Day 7: Paris, Rome, and Auschwitz

Auschwitz II-Birkenau. (Dorian Jedrasiewicz/FASPE)

By Anna Pazos

Two million people visited Auschwitz in 2017, a record number of visitors since survivors reopened the death camp to the public 70 years ago. Before boarding the bus there, historian Thorsten Wagner warned us: entering the camp can be off-putting. There will be rows of buses in the parking lot, vending machines, an air-conditioned coffee shop, a souvenir store. As we try to comprehend the scope of the horror, we will be surrounded by tourists. We will be, in fact, those tourists. And if we believe the memory of Auschwitz should be kept alive, Thorsten added, we must embrace all aspects of it.        

While we wait in line at the doors of Auschwitz I, I ask Thorsten why he thinks people are increasingly attracted to this place. He tells me the scholarly consensus is now that the genocide of European Jews was the central theme of World War II, the seminal event for understanding modern Europe. Auschwitz has become the supreme symbol of it all. He puts it bluntly: “Now traveling to Europe means visiting Paris, Rome, and Auschwitz.”

Inside the camp, I understand those words fully. I’ve never been here before, but I have seen it all: the barbed wire, the orderly red brick barracks, the tracks leading to the main gate. I recently saw the mountain of shoes—shoes stolen from Jews who were about to be murdered in gas chambers—in someone’s Instagram post.

None of this makes being in Auschwitz any more bearable, or any less intensely surreal. At Auschwitz II-Birkenau, one can walk from the fresh breeze into what was known as the “death barrack” and touch the wooden bunk beds where sick women laid in rows of seven, cluttered like cattle, slowly dying. Starvation causes diarrhea; the upper bunks were, therefore, the most precious. As our guide Ewelina Myśliwiecka matter-of-factly unpacks these details for us, a security guard passes by us in a Segway; four Mormons march from barrack to barrack at a military pace.

Under a wide shadow near gas chamber one, Myśliwiecka, who was born and raised in the village that borders the concentration camp, told us her job can be exhausting. When she gets home to her husband and children, she often needs an hour on her own before transitioning to normal life. But what she does is important, and sometimes rewarding when she feels that a particular group has learnt something valuable.

On the flip side, she sometimes has to guide oblivious groups parachuting in from Krakow. Often, these groups are comprised of high school students who smoke and take selfies. The first thing they demand to know after the tour is over, she said, is usually where the closest McDonald’s is.

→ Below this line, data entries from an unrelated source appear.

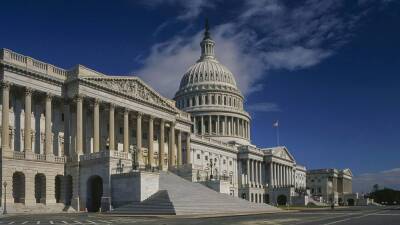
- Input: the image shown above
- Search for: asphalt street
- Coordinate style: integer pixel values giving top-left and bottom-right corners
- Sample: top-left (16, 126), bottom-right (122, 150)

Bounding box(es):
top-left (0, 207), bottom-right (400, 225)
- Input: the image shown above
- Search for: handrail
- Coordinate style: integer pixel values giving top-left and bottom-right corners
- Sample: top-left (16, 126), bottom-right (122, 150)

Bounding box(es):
top-left (1, 48), bottom-right (67, 79)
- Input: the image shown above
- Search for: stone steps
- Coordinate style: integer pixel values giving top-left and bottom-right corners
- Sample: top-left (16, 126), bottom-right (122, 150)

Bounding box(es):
top-left (114, 172), bottom-right (279, 215)
top-left (3, 203), bottom-right (75, 214)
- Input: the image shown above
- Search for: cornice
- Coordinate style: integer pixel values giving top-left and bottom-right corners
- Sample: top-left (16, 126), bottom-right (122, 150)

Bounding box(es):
top-left (0, 60), bottom-right (65, 86)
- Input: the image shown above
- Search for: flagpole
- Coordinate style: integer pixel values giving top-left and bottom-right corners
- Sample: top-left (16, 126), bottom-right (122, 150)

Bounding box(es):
top-left (276, 125), bottom-right (279, 146)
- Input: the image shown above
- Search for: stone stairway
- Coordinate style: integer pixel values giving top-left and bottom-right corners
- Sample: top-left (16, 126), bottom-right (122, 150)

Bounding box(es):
top-left (3, 203), bottom-right (75, 214)
top-left (113, 172), bottom-right (279, 215)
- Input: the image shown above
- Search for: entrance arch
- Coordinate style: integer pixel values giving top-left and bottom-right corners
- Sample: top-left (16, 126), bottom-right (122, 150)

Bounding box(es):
top-left (347, 198), bottom-right (354, 206)
top-left (35, 173), bottom-right (46, 203)
top-left (86, 175), bottom-right (103, 212)
top-left (276, 195), bottom-right (287, 205)
top-left (65, 175), bottom-right (72, 205)
top-left (54, 175), bottom-right (62, 203)
top-left (12, 172), bottom-right (25, 203)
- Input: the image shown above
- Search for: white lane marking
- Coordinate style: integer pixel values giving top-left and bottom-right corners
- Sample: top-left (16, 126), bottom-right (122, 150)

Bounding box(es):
top-left (373, 213), bottom-right (400, 216)
top-left (322, 212), bottom-right (378, 225)
top-left (95, 220), bottom-right (112, 224)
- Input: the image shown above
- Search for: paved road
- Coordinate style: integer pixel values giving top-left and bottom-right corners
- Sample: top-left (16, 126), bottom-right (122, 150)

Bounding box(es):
top-left (0, 207), bottom-right (400, 225)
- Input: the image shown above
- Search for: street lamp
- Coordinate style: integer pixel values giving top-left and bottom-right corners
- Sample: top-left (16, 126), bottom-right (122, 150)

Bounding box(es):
top-left (3, 181), bottom-right (7, 215)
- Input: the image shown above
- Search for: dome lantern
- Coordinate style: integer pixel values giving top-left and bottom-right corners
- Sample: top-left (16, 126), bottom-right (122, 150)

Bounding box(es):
top-left (199, 19), bottom-right (216, 61)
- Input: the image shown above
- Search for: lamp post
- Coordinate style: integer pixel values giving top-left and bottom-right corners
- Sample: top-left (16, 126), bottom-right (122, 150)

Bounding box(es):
top-left (3, 181), bottom-right (7, 215)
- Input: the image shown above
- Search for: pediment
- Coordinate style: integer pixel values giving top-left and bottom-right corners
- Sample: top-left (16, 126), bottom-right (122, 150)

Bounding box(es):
top-left (82, 77), bottom-right (177, 111)
top-left (272, 148), bottom-right (295, 162)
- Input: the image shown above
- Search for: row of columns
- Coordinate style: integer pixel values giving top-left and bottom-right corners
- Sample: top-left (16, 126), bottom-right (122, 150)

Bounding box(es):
top-left (1, 81), bottom-right (54, 155)
top-left (192, 115), bottom-right (250, 139)
top-left (1, 81), bottom-right (191, 168)
top-left (177, 94), bottom-right (243, 109)
top-left (76, 96), bottom-right (191, 168)
top-left (246, 159), bottom-right (263, 188)
top-left (269, 162), bottom-right (295, 188)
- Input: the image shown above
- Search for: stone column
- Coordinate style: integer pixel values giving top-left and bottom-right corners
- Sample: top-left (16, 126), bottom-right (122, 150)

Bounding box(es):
top-left (246, 159), bottom-right (250, 186)
top-left (158, 119), bottom-right (165, 170)
top-left (281, 165), bottom-right (285, 187)
top-left (75, 95), bottom-right (83, 156)
top-left (108, 103), bottom-right (115, 151)
top-left (44, 93), bottom-right (53, 155)
top-left (247, 123), bottom-right (251, 139)
top-left (186, 132), bottom-right (192, 164)
top-left (215, 116), bottom-right (220, 135)
top-left (276, 164), bottom-right (282, 188)
top-left (243, 120), bottom-right (247, 138)
top-left (250, 159), bottom-right (255, 187)
top-left (193, 116), bottom-right (197, 134)
top-left (258, 161), bottom-right (263, 187)
top-left (93, 99), bottom-right (100, 152)
top-left (148, 116), bottom-right (154, 167)
top-left (200, 116), bottom-right (205, 135)
top-left (208, 115), bottom-right (212, 135)
top-left (268, 162), bottom-right (274, 188)
top-left (136, 112), bottom-right (144, 167)
top-left (176, 130), bottom-right (182, 166)
top-left (168, 122), bottom-right (175, 167)
top-left (1, 81), bottom-right (11, 152)
top-left (124, 109), bottom-right (129, 152)
top-left (24, 88), bottom-right (32, 152)
top-left (222, 116), bottom-right (228, 135)
top-left (253, 160), bottom-right (260, 187)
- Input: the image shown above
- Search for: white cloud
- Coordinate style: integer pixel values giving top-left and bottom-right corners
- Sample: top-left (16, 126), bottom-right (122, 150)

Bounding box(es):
top-left (246, 102), bottom-right (281, 112)
top-left (142, 0), bottom-right (215, 20)
top-left (353, 168), bottom-right (400, 193)
top-left (138, 0), bottom-right (392, 97)
top-left (265, 46), bottom-right (332, 70)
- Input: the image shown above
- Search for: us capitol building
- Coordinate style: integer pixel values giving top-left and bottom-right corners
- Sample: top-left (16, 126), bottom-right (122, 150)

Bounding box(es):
top-left (0, 24), bottom-right (351, 214)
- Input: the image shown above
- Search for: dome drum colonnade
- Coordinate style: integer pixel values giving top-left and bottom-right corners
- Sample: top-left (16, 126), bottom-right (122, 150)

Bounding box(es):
top-left (174, 21), bottom-right (251, 144)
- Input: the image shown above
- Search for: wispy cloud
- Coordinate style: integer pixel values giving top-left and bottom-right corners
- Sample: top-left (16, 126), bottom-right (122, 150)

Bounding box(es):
top-left (353, 168), bottom-right (400, 193)
top-left (246, 102), bottom-right (281, 113)
top-left (142, 0), bottom-right (215, 20)
top-left (138, 0), bottom-right (387, 97)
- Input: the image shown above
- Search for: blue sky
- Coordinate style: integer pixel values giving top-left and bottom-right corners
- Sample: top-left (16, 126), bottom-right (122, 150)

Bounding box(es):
top-left (0, 0), bottom-right (400, 191)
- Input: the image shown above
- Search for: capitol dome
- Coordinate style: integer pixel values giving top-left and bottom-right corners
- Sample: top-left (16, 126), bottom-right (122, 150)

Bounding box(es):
top-left (174, 23), bottom-right (250, 144)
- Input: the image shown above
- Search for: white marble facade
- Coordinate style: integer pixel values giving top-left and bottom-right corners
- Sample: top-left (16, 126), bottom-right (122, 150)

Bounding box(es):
top-left (0, 23), bottom-right (306, 210)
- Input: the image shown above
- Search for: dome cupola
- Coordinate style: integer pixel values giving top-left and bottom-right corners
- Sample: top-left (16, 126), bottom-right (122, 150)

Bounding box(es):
top-left (174, 20), bottom-right (250, 144)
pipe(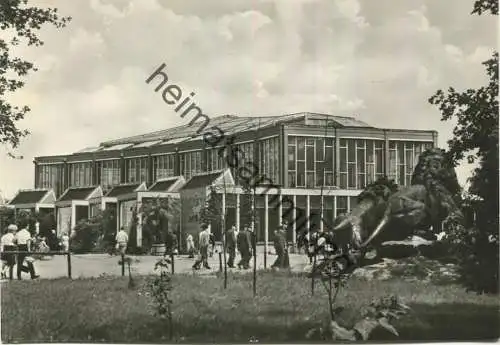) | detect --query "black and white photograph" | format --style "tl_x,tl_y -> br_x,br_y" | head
0,0 -> 500,344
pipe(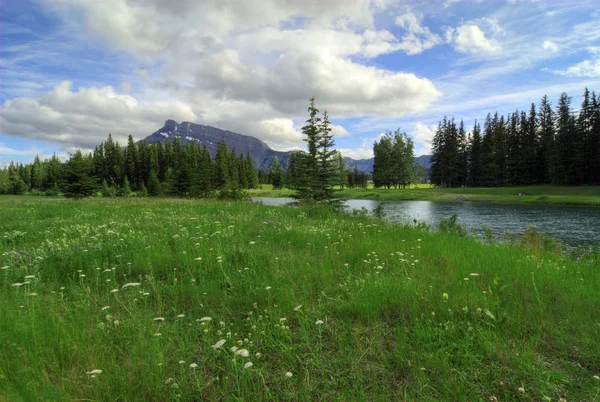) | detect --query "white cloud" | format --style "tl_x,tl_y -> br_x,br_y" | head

Once, one of her colleagues had to deal with a group of foreign visitors who laughed and photographed each other in front of a brick wall where thousands of prisoners were executed by firing squads. He tried to call them out and asked them to show respect for the dead. “What do you want?” they replied. “We are still alive.”

As we near the end of the tour, I realize with dread that we are witnessing a transition. We are the last generation that has co-existed with both survivors and perpetrators of the Holocaust: an act of mass killing that affected, and was executed by, people who still breathe our same air. As the crimes of Auschwitz get buried in time, will people be able to feel anything when they come here?

The remains of the last gas chamber already look to me like the ancient ruins we step on over and over again as detached tourists or busy citizens. These too will become the abstract symbols of a remote event. The survivors who reopened Auschwitz for generations to come probably had this same thought. Between gas chambers one and two, both of which were destroyed by the retreating Nazis, a memorial installation describes this place in 23 languages as “a cry of despair” for the ages.

The numbers and the stories might be familiar, but I still struggle to comprehend them. As our visit ends, I can see no moral lesson or positive outcome. I only hear, very loud and sharp, that cry of despair. Besides, the beauty of the place is appalling. In my mind Auschwitz had always been black and white, but the truth is that Auschwitz is green. For me, as for many visitors, this remains the first shocking realization. As we walk in silence back to the bus, slouching towards the shadows, it occurs to me that it is maybe the greenest grass I’ve seen in Poland.